Sunil Frida (Zscaler) traces a similar thread but adds something else alongside it: accountability. A strong “say-do” mindset, where what you commit to actually matters. That, combined with a natural competitiveness and a refusal to give up, becomes a foundation you carry into leadership.

“Never give up […] keep pushing harder than everyone else, you’ll be the last person standing.”

Sunil Frida
CMO, Zscaler

There’s a shared sense here that a lot of what matters isn’t formally taught. Curiosity, trust, resilience – these are things you pick up through experience, not curriculum. And they tend to show up later, under pressure.

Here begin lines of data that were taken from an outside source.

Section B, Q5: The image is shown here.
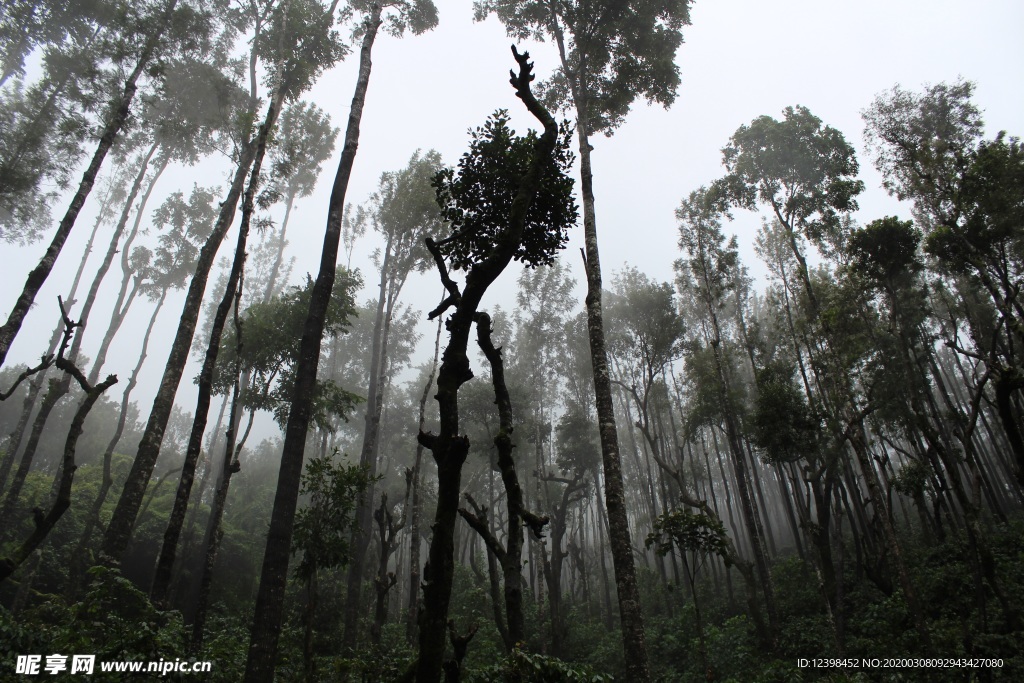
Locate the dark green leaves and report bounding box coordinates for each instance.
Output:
[718,105,864,246]
[292,456,372,580]
[433,110,578,270]
[644,510,729,558]
[753,364,821,463]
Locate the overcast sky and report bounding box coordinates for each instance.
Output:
[0,0,1024,443]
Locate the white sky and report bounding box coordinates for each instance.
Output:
[0,0,1024,443]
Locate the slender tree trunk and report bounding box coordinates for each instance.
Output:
[416,47,558,683]
[0,0,177,367]
[342,237,392,649]
[0,176,113,492]
[150,86,284,606]
[102,117,257,563]
[0,350,118,583]
[89,155,170,382]
[245,7,382,683]
[263,195,295,303]
[558,36,650,683]
[65,290,167,601]
[185,284,242,652]
[406,316,441,643]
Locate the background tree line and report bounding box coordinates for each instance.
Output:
[0,0,1024,681]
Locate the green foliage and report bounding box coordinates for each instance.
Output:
[847,216,924,289]
[466,649,614,683]
[256,0,348,99]
[473,0,690,135]
[605,267,685,376]
[752,362,821,463]
[144,185,218,297]
[214,268,361,429]
[716,105,864,247]
[863,80,983,220]
[644,510,729,567]
[292,452,373,581]
[926,133,1024,275]
[433,110,578,270]
[259,101,338,206]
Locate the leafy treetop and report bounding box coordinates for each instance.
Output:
[433,110,579,270]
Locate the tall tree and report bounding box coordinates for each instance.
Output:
[474,0,690,681]
[0,0,218,366]
[863,81,1024,485]
[676,185,778,631]
[245,0,437,683]
[344,151,441,647]
[151,0,343,603]
[415,46,577,683]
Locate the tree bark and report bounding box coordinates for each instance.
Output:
[0,0,177,368]
[150,85,284,606]
[416,47,558,683]
[555,15,650,683]
[245,7,382,683]
[0,314,118,583]
[102,111,256,563]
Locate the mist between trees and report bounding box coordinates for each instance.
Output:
[0,0,1024,682]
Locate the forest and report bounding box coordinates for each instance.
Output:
[0,0,1024,683]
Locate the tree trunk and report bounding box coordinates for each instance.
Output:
[245,7,382,683]
[341,237,392,649]
[150,86,284,606]
[0,0,177,367]
[65,290,167,602]
[0,348,118,583]
[416,47,558,683]
[102,113,256,563]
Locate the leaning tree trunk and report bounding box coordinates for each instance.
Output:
[406,316,441,644]
[245,7,382,683]
[459,312,548,652]
[2,137,157,521]
[555,20,650,683]
[0,0,178,367]
[0,179,113,492]
[65,290,167,602]
[150,85,284,605]
[102,125,256,563]
[415,47,558,683]
[342,237,393,648]
[0,310,118,582]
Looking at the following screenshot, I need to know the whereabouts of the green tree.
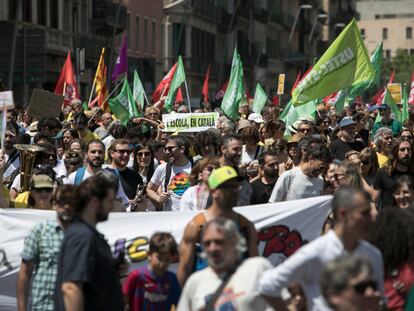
[382,49,414,85]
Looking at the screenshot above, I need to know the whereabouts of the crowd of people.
[0,95,414,311]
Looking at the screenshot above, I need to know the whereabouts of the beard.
[87,158,103,168]
[95,207,109,222]
[398,157,411,166]
[263,169,279,179]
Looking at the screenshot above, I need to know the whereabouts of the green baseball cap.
[208,166,240,190]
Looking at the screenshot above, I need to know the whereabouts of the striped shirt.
[20,220,64,311]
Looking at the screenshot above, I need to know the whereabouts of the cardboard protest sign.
[162,112,219,132]
[387,83,402,104]
[27,89,64,120]
[0,91,14,109]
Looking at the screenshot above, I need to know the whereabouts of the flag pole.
[88,76,126,124]
[184,79,191,113]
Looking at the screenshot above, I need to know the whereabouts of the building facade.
[357,0,414,59]
[0,0,127,106]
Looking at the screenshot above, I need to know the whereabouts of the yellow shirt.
[377,152,388,168]
[81,129,99,144]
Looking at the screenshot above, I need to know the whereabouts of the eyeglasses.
[298,128,310,133]
[164,146,179,152]
[332,174,345,180]
[137,151,151,157]
[204,165,217,173]
[33,188,53,193]
[352,280,378,295]
[114,149,131,154]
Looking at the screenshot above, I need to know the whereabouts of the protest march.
[0,12,414,311]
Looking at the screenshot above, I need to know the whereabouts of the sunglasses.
[164,146,179,152]
[361,160,371,165]
[204,165,217,173]
[352,280,378,295]
[137,151,151,157]
[34,188,53,193]
[114,149,131,154]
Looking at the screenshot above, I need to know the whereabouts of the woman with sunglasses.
[371,208,414,310]
[133,143,158,211]
[27,174,55,210]
[359,147,379,186]
[180,158,220,211]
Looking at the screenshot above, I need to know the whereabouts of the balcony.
[92,0,127,35]
[74,35,107,61]
[190,0,222,23]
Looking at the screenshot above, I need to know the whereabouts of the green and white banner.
[292,19,375,106]
[162,112,219,132]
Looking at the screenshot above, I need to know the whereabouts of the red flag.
[290,70,301,94]
[408,73,414,105]
[201,65,211,102]
[175,87,184,103]
[214,80,229,101]
[372,69,395,105]
[55,51,79,105]
[152,63,177,104]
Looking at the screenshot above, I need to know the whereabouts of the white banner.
[162,112,219,132]
[0,196,332,311]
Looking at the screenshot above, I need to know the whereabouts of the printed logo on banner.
[257,225,308,264]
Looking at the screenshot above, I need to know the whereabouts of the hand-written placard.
[0,91,14,109]
[27,89,64,120]
[162,112,219,132]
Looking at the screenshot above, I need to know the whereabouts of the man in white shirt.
[64,139,129,210]
[147,135,192,211]
[177,217,272,311]
[259,187,384,311]
[269,137,330,203]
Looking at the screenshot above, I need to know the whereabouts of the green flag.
[279,99,319,136]
[349,42,382,98]
[382,87,401,120]
[252,83,267,114]
[164,55,185,111]
[400,85,410,123]
[108,79,139,124]
[132,70,145,113]
[292,19,374,106]
[221,48,245,121]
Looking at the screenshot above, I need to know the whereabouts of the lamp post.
[308,13,328,43]
[288,4,313,46]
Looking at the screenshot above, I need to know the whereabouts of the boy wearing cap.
[177,166,258,286]
[331,117,364,161]
[372,104,402,137]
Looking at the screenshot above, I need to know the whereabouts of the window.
[22,0,32,22]
[382,28,388,40]
[37,0,47,26]
[385,50,391,59]
[135,16,141,50]
[49,1,59,29]
[405,27,413,39]
[144,18,148,53]
[151,20,157,54]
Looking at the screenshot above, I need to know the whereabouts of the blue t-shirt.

The conversation drifts into what keeps that mindset alive. For Sunil, it’s building – whether that’s puppet stages as a kid or taking things apart and putting them back together now. For Genefa, it’s creativity in a different form, bringing together family recipes into something lasting and shared. Different expressions, same underlying idea: making something tangible and staying close to the process.

Advice to their younger selves lands in a similar place. Be braver, don’t wait for permission, keep building, stay curious. The kind of things that sound simple but tend to get lost as careers progress.

Genefa puts it plainly: “don’t ask for permission […] go out there [and] try something”. And that willingness to step into discomfort comes up again later as a guiding principle. If it feels too easy, it’s probably not pushing far enough.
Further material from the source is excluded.